Crouch, 69 and her co-owner, daughter Vanessa Yates, 35, decided on the Norton Commons location after seeing on television that the YMCA was opening a branch there. “We just looked at each other and said, ‘That’s it.’” As a long-time entrepreneur, Crouch’s advice to other women is “Don’t be afraid, go after your heart and find a good mentor.”
Tami Cassis had that very philosophy when she opened Cassis Dermatology in Norton Commons 11 years ago. “As a woman entrepreneur, you do experience so many challenges and roadblocks,” said Cassis. “But I just always knew myself the best and when someone tried to stop me, I wasn’t going to let that happen. People underestimate you and that is your biggest weapon.”
Though Cassis didn’t plan it this way, all of her immediate board-certified staff are women. “I have had a very supportive experience at Norton Commons, but Cassis Dermatology is supportive of fellow businesses, too, male or female. I am a big believer in you get what you give,” she said. “It’s so very important for everyone to remember to support local business,” said Cassis. “It is what makes Louisville and Norton Commons fantastic places.”

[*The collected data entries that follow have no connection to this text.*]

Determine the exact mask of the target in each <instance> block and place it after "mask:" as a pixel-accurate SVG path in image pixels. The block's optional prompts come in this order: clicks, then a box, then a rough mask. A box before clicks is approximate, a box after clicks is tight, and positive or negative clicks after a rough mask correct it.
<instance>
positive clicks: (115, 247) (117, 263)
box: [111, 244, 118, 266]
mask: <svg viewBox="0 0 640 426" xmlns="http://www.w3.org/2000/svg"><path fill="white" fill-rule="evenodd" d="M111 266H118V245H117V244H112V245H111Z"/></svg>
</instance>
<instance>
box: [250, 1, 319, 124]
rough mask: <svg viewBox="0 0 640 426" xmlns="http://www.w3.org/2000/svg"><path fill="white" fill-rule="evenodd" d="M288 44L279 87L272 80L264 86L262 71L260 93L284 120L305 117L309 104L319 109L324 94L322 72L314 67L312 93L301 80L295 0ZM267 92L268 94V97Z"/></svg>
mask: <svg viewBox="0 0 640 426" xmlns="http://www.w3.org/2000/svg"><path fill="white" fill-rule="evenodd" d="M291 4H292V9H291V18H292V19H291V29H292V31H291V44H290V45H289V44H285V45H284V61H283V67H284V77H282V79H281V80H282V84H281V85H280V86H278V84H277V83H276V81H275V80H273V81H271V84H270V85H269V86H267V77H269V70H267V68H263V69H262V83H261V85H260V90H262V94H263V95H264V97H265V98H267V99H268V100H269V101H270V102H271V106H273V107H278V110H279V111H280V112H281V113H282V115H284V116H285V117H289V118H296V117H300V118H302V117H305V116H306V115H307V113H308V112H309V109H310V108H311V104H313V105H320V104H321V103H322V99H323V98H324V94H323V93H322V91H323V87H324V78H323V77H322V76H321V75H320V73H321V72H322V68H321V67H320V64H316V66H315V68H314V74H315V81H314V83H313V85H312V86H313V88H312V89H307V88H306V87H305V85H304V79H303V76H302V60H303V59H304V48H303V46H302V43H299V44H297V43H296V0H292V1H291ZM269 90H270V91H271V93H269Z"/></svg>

Like many other women business owners at Norton Commons, running Chateau Bourbon Bed and Breakfast is a second career for Missy Hillock, a psychologist. Hillock speaks from experience about pursuing her dream.
“I had this whole professional life and I loved it, but as I got older, I began to realize what natural gifts I have, and what I enjoy doing that just makes me happy. Women are insightful. We enjoy getting to know ourselves as we evolve with every year and we might change careers a few times because women are complex and have so many different interests. We are becoming more fearless, trusting our instincts, knowing what we’ve got to offer and following that.”
Caryn Kovatch feels like the universe aligned when she bought Fix Coffeehouse and Bakery from former owners of Meeting Street Coffeehouse in 2016. “I met with them with no intention to buy, and they shared the ins and outs of the business with me. It wasn’t something I had ever done before, but I couldn’t stand the thought of the neighborhood not having a coffee house. I’ve always had an entrepreneurial mind, wanting to do something of my own that is creative – this feeds that need for me,” she said.
A native of New York, Kovatch recently learned of her strong Italian ancestry– her grandparents owned a bakery in Italy – so it made sense for her to buy Fix, she said.
“The entrepreneurial community at Norton Commons was outstanding,” she said. “I was instantly welcome and a part of something like a family. They want you to succeed and you have the support of the whole neighborhood behind you.”
Kovatch said she encourages women-owned businesses to consider Norton Commons.
“Our neighborhood is doubling in size with new homes, schools, places to eat. The Norton Commons Business Association encourages creativity. They really want to be a neighborhood that’s a destination – where everyone wants to go, or visit or live. The future of it is still growing. It’s the place to be.”